The Influence of Water on the Strength of Olivine Dislocation Slip Systems

The nature of lattice-preferred orientation (LPO) in olivine-rich rocks strongly influences many important physical properties of Earth's upper mantle. Different LPO types have been observed to develop in deformation experiments on olivine-rich rocks carried out at different water fugacity conditions. The development of the different LPO types has been attributed to dislocation slip systems in olivine having different sensitivities to water fugacity, but this hypothesis has not been directly tested. To measure the influence of water fugacity on the relative strengths of olivine dislocation slip systems, we carried out a series of deformation experiments on olivine single crystals under either anhydrous or hydrous conditions.
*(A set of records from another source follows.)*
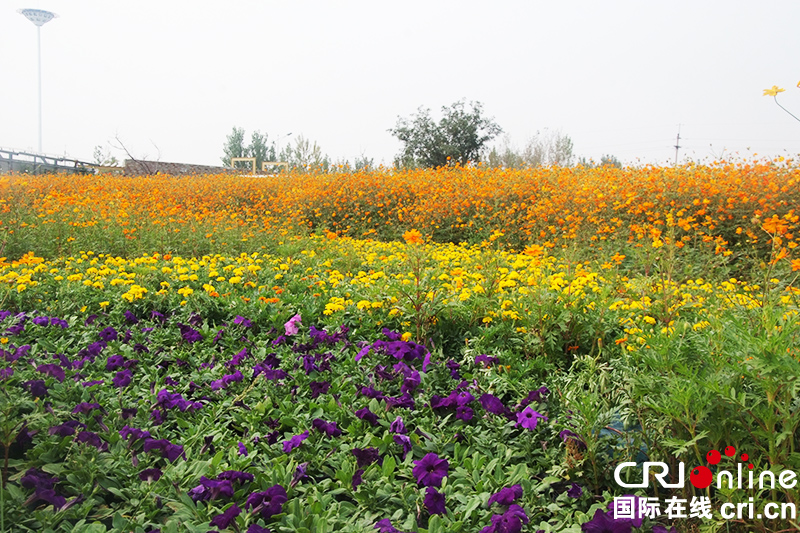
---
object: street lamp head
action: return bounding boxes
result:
[18,9,58,27]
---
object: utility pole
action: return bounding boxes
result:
[19,9,58,154]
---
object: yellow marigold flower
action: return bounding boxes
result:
[403,229,425,244]
[178,287,194,298]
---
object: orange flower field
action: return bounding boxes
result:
[0,161,800,266]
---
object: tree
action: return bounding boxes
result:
[488,128,574,168]
[389,101,503,167]
[281,135,331,171]
[222,126,275,170]
[222,126,247,167]
[93,144,119,167]
[244,131,275,170]
[578,154,622,168]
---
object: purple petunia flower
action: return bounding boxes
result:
[228,348,247,368]
[289,462,308,488]
[233,315,253,328]
[392,435,411,461]
[36,363,66,383]
[475,355,500,367]
[75,431,108,451]
[423,487,447,515]
[456,405,475,422]
[178,322,203,343]
[125,310,139,324]
[517,407,547,431]
[567,483,583,499]
[558,429,586,450]
[283,430,308,453]
[187,476,233,502]
[210,503,242,529]
[308,381,331,399]
[283,313,303,336]
[389,416,407,435]
[106,355,125,372]
[375,518,402,533]
[111,369,133,389]
[99,326,119,342]
[23,379,47,398]
[478,393,508,416]
[311,418,342,437]
[350,468,364,490]
[411,452,450,487]
[50,317,69,329]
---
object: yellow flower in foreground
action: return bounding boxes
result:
[762,84,784,96]
[403,229,425,244]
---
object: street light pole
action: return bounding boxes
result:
[275,132,292,157]
[19,9,58,154]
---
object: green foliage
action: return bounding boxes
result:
[92,145,119,167]
[280,135,331,171]
[487,129,574,168]
[578,154,622,168]
[222,126,275,171]
[389,101,502,168]
[222,126,246,167]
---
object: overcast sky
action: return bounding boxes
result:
[0,0,800,164]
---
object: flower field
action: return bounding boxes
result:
[0,161,800,533]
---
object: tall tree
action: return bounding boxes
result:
[389,101,503,167]
[222,126,248,167]
[245,131,275,170]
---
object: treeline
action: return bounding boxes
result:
[222,101,622,171]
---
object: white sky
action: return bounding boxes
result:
[0,0,800,164]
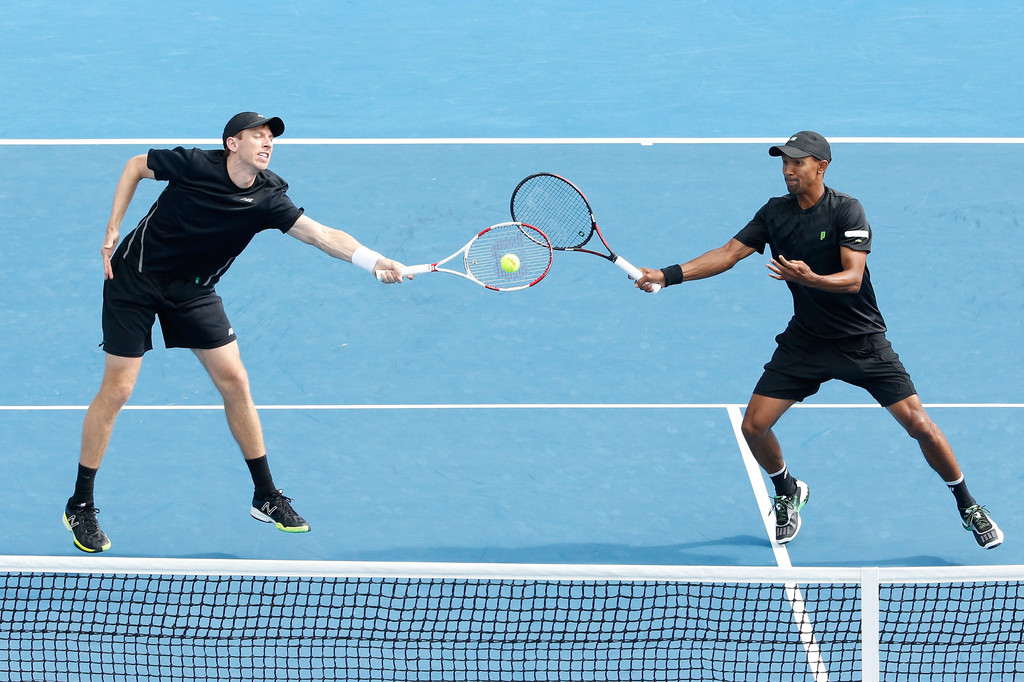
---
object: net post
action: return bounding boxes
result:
[860,568,881,682]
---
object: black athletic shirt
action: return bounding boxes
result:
[736,187,886,339]
[117,146,302,284]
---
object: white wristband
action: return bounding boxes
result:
[352,246,384,272]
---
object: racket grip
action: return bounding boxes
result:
[612,255,662,294]
[374,265,431,282]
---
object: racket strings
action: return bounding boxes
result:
[466,223,551,290]
[512,175,593,249]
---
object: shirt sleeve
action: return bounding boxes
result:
[145,146,195,180]
[837,197,871,251]
[263,177,305,232]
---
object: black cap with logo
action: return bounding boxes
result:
[768,130,831,162]
[220,112,285,148]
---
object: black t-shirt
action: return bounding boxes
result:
[736,187,886,339]
[117,146,302,284]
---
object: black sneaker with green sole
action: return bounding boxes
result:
[771,480,811,545]
[63,500,111,554]
[961,505,1002,549]
[249,491,309,532]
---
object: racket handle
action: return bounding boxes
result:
[374,264,433,282]
[611,255,662,294]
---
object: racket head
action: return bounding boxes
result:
[509,173,597,251]
[464,222,553,291]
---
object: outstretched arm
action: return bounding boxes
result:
[99,154,157,280]
[636,239,755,291]
[287,214,413,284]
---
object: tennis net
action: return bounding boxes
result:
[0,556,1024,682]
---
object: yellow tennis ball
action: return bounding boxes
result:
[502,253,519,272]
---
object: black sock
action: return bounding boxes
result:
[946,476,978,511]
[768,464,797,498]
[246,455,278,498]
[68,464,99,505]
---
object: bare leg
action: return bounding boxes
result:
[741,393,796,474]
[887,395,962,483]
[193,341,266,460]
[79,353,142,469]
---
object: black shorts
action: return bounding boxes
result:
[102,253,236,357]
[754,326,918,408]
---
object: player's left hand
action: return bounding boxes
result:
[374,258,415,284]
[766,256,814,284]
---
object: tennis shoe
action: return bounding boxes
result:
[961,505,1002,549]
[771,480,811,545]
[249,491,309,532]
[63,500,111,553]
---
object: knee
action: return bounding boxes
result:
[739,413,771,442]
[96,379,135,410]
[903,414,940,442]
[210,365,249,397]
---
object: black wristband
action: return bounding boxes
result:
[662,265,683,287]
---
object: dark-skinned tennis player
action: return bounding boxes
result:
[636,131,1002,549]
[63,112,401,552]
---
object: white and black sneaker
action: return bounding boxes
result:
[249,491,309,532]
[771,480,811,545]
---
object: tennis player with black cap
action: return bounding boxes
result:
[636,130,1002,549]
[63,112,402,552]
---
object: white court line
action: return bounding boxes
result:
[0,136,1024,146]
[728,406,828,682]
[0,402,1024,412]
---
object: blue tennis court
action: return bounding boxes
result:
[0,0,1024,675]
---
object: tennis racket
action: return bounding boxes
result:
[511,173,660,293]
[377,222,552,291]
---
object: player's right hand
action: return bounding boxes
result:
[99,230,120,280]
[634,267,665,294]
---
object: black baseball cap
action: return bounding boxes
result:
[768,130,831,162]
[220,112,285,148]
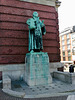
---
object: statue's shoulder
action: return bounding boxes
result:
[26,18,34,25]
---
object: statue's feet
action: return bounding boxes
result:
[30,50,34,53]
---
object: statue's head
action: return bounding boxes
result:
[33,12,38,18]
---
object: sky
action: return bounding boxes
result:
[58,0,75,32]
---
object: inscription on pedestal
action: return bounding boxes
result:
[25,52,52,86]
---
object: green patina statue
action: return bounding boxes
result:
[27,12,46,52]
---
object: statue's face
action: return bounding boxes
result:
[33,12,38,18]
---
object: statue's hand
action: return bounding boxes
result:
[41,20,45,27]
[42,20,44,23]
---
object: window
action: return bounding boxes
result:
[72,41,75,46]
[62,46,65,50]
[63,51,65,56]
[67,45,70,50]
[72,48,75,55]
[62,36,64,40]
[63,57,65,61]
[62,41,65,45]
[68,56,71,61]
[68,50,71,56]
[67,34,69,39]
[67,39,70,44]
[72,33,75,39]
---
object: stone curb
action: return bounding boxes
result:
[2,89,25,98]
[24,93,71,98]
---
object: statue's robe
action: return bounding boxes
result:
[27,18,46,51]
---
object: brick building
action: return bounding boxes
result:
[60,26,75,63]
[0,0,60,80]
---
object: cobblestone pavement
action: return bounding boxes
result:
[12,79,75,98]
[0,81,67,100]
[0,89,67,100]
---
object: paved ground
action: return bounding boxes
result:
[12,79,75,98]
[0,89,67,100]
[0,79,75,100]
[0,81,67,100]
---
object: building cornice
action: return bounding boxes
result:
[20,0,58,11]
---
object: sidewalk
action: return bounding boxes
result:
[0,89,67,100]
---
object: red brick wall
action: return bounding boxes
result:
[0,0,60,64]
[0,71,2,80]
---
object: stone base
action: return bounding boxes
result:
[24,52,52,86]
[53,71,75,84]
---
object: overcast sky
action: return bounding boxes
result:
[58,0,75,32]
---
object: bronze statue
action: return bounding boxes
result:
[27,12,46,52]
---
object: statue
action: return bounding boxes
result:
[26,12,46,52]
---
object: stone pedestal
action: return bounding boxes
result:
[24,52,52,86]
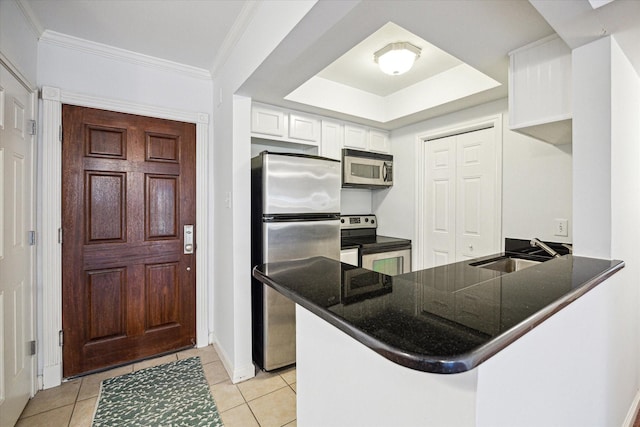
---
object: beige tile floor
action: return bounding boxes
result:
[16,346,296,427]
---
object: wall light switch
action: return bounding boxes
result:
[553,218,569,237]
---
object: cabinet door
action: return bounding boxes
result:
[320,120,344,160]
[509,35,572,144]
[344,125,367,150]
[369,129,391,154]
[251,105,287,137]
[289,113,320,142]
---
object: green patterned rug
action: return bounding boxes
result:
[93,357,222,427]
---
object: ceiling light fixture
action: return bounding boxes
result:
[373,42,421,76]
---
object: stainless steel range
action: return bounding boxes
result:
[340,215,411,276]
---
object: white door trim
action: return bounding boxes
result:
[413,114,504,270]
[0,52,39,404]
[39,86,212,389]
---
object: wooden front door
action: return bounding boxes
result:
[63,105,196,377]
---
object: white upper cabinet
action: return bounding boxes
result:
[344,124,367,150]
[289,113,320,143]
[369,129,391,154]
[251,103,320,146]
[344,124,391,154]
[251,103,391,160]
[509,34,572,144]
[320,120,344,160]
[251,104,287,137]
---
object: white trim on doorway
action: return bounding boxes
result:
[40,86,212,389]
[413,114,504,271]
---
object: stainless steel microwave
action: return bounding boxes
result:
[342,148,393,188]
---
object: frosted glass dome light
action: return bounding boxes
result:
[373,42,421,76]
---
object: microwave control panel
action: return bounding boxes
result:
[340,215,378,229]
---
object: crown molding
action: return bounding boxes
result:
[40,30,211,80]
[211,1,259,76]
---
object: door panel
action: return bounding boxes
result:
[425,137,456,266]
[0,64,35,426]
[456,128,500,261]
[62,105,195,377]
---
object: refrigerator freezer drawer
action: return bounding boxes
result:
[262,153,342,214]
[262,219,340,262]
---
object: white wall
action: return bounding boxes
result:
[38,40,213,114]
[372,99,572,242]
[478,37,640,426]
[0,0,39,87]
[213,1,315,382]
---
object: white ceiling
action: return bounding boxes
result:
[20,0,245,70]
[317,22,462,96]
[17,0,640,129]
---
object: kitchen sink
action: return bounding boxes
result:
[470,256,542,273]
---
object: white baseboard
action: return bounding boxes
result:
[622,390,640,427]
[211,334,256,384]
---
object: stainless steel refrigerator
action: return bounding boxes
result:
[251,151,341,371]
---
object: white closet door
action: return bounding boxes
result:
[0,64,35,426]
[456,128,500,261]
[424,128,500,268]
[424,136,456,267]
The crystals were oriented to activate either the (010)[100], (001)[100], or (100)[001] dislocation slip systems using a direct shear geometry, which allows for isolation of single slip systems, in contrast to the multiple systems activated in experiments carried out in compression. Post-deformation electron backscatter diffraction analyses reveal orientation gradients consistent with deformation occurring via the motion of dislocations on the activated slip systems. Crystals in all of the investigated orientations exhibit hydrolytic weakening, but crystals oriented to activate the (001)[100] slip system exhibit the largest degree of weakening. These results are consistent with a water-induced change in LPO in olivine-rich rocks deforming by dislocation creep. The rheological data obtained from the experiments can be used to improve models of LPO evolution in Earth's mantle, which is critical for imaging the structure of Earth's interior and predicting the movement of Earth's tectonic plates.